Mrs.Pringle to Mrs.Glibbans--LONDON.
My Dear Mrs.Glibbans--The breking up of the old Parlament has been the cause why I did not right you before, it having taken it out of my poor to get a frank for my letter till yesterday; and I do ashure you, that I was most extraordinar uneasy at the great delay, wishing much to let you know the decayt state of the Gospel in thir perts, which is the pleasure of your life to study by day, and meditate on in the watches of the night.
There is no want of going to church, and, if that was a sign of grease and peese in the kingdom of Christ, the toun of London might hold a high head in the tabernacles of the faithful and true witnesses.But saving Dr.

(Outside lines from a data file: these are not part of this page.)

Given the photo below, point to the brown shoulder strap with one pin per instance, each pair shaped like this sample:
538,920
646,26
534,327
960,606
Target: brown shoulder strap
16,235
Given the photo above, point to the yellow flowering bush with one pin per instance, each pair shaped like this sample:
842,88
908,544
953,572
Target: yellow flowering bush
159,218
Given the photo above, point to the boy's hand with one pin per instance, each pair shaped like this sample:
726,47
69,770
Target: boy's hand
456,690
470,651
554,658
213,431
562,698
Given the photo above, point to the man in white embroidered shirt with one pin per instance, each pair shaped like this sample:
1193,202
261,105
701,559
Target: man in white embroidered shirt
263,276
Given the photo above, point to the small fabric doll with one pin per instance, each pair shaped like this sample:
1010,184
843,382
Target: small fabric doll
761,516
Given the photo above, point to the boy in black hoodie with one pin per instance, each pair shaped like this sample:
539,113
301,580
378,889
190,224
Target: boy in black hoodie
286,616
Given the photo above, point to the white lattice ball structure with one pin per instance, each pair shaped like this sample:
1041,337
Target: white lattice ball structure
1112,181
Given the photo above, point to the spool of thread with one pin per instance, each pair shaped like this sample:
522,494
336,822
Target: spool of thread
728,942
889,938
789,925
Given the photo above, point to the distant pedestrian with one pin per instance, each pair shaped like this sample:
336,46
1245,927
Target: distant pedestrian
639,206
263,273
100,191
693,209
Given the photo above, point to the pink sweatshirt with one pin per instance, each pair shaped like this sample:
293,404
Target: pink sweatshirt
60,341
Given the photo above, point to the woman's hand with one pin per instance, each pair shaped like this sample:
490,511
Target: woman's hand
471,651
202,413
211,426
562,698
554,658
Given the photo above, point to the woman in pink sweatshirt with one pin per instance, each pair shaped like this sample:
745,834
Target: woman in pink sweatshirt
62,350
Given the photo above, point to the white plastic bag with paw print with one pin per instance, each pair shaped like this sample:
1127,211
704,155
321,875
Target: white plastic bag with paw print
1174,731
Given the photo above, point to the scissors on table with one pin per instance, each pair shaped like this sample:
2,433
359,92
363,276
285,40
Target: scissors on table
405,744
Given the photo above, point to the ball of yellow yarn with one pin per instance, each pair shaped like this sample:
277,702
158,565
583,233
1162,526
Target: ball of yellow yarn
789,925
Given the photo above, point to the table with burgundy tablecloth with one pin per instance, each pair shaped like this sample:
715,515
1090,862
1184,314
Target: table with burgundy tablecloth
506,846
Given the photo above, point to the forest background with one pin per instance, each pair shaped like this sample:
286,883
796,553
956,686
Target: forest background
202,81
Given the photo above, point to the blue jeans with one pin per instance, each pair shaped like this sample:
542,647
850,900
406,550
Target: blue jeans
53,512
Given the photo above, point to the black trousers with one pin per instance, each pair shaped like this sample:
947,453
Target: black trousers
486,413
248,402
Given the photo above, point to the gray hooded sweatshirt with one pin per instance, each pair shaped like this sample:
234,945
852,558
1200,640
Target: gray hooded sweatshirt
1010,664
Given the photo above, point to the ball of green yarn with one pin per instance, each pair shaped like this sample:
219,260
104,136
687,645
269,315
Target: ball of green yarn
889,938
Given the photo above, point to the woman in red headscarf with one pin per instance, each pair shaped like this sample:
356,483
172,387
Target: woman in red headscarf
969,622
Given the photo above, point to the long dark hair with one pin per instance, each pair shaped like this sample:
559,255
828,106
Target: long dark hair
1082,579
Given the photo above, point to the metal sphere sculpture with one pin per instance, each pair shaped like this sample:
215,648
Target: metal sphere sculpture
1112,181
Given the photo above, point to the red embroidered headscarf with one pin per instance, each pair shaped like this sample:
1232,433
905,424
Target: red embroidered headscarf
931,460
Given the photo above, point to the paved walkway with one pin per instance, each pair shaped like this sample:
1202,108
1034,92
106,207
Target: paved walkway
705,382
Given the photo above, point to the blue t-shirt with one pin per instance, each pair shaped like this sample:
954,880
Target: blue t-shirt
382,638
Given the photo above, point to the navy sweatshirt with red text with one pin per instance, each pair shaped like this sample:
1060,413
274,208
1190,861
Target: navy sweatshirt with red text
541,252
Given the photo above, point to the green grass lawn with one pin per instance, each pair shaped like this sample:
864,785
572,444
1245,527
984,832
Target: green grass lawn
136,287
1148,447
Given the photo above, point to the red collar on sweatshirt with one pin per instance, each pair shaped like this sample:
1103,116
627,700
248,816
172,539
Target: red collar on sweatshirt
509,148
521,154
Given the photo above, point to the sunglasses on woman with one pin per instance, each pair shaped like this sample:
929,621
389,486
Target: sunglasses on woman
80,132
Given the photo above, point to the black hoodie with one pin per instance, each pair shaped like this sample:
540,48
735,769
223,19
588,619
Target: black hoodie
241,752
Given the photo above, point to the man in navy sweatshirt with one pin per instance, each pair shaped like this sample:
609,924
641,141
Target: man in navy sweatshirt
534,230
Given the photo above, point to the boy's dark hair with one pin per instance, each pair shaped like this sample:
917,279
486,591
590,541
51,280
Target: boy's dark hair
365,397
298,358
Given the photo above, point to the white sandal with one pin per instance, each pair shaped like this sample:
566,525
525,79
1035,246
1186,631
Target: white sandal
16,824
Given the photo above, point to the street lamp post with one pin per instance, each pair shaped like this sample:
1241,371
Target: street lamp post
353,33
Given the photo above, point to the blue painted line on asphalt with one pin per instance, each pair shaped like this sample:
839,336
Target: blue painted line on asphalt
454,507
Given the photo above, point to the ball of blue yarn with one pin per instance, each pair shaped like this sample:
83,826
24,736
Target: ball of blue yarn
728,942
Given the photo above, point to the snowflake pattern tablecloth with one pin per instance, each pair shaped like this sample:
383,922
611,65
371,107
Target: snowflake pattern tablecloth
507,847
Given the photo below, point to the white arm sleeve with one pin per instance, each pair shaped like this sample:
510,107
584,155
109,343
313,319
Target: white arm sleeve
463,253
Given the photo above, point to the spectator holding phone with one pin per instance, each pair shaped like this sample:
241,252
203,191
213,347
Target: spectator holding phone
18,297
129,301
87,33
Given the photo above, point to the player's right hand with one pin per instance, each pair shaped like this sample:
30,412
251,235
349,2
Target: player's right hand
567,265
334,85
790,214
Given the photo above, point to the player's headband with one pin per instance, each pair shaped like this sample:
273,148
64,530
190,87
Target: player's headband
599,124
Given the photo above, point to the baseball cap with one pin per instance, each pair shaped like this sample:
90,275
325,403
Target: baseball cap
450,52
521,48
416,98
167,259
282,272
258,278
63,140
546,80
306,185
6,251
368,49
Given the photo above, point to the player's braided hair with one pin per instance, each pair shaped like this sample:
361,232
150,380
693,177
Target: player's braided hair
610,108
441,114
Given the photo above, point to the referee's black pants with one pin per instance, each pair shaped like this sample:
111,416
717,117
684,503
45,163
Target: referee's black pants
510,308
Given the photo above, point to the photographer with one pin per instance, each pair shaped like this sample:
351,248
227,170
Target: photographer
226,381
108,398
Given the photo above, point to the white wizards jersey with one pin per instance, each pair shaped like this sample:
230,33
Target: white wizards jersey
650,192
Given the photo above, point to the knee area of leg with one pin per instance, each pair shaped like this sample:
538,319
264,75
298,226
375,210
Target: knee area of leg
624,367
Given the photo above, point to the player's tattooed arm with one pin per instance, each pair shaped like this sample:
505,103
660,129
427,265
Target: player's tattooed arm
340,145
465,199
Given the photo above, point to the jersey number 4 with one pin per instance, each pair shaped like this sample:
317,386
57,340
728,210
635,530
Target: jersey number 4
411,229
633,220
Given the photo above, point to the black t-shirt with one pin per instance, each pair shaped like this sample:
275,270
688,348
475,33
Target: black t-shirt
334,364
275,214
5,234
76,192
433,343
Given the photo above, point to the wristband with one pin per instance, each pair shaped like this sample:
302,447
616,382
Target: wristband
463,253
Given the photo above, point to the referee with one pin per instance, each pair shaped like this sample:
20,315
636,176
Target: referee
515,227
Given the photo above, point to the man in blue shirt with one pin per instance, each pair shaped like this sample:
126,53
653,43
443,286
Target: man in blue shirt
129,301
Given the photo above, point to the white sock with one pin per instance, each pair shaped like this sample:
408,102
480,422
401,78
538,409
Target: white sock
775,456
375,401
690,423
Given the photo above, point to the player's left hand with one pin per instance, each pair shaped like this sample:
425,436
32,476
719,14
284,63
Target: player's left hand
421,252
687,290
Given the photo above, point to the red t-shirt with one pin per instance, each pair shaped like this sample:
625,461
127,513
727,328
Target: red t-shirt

Nichol of Swallo-Street, and Dr.Manuel of London-Wall, there is nothing sound in the way of preaching here; and when I tell you that Mr.John Gant, your friend, and some other flea-lugged fallows, have set up a Heelon congregation, and got a young man to preach Erse to the English, ye maun think in what a state sinful souls are left in London.But what I have been the most consarned about is the state of the dead.I am no meaning those who are dead in trespasses and sins, but the true dead.Ye will hardly think, that they are buried in a popish-like manner, with prayers, and white gowns, and ministers, and spadefuls of yerd cast upon them, and laid in vauts, like kists of orangers in a grocery seller--and I am told that, after a time, they are taken out when the vaut is shurfeeted, and their bones brunt, if they are no made into lamp-black by a secret wark-- which is a clean proof to me that a right doctrine cannot be established in this land--there being so little respec shone to the dead.
The worst point, howsomever, of all is, what is done with the prayers-- and I have heard you say, that although there was nothing more to objec to the wonderful Doctor Chammers of Glasgou, that his reading of his sermons was testimony against him in the great controversy of sound doctrine; but what will you say to reading of prayers, and no only reading of prayers, but printed prayers, as if the contreet heart of the sinner had no more to say to the Lord in the hour of fasting and humiliation, than what a bishop can indite, and a book-seller make profit o'."Verily," as I may say, in a word of scripter, I doobt if the glad tidings of salvation have yet been preeched in this land of London; but the ministers have good stipends, and where the ground is well manured, it may in time bring forth fruit meet for repentance.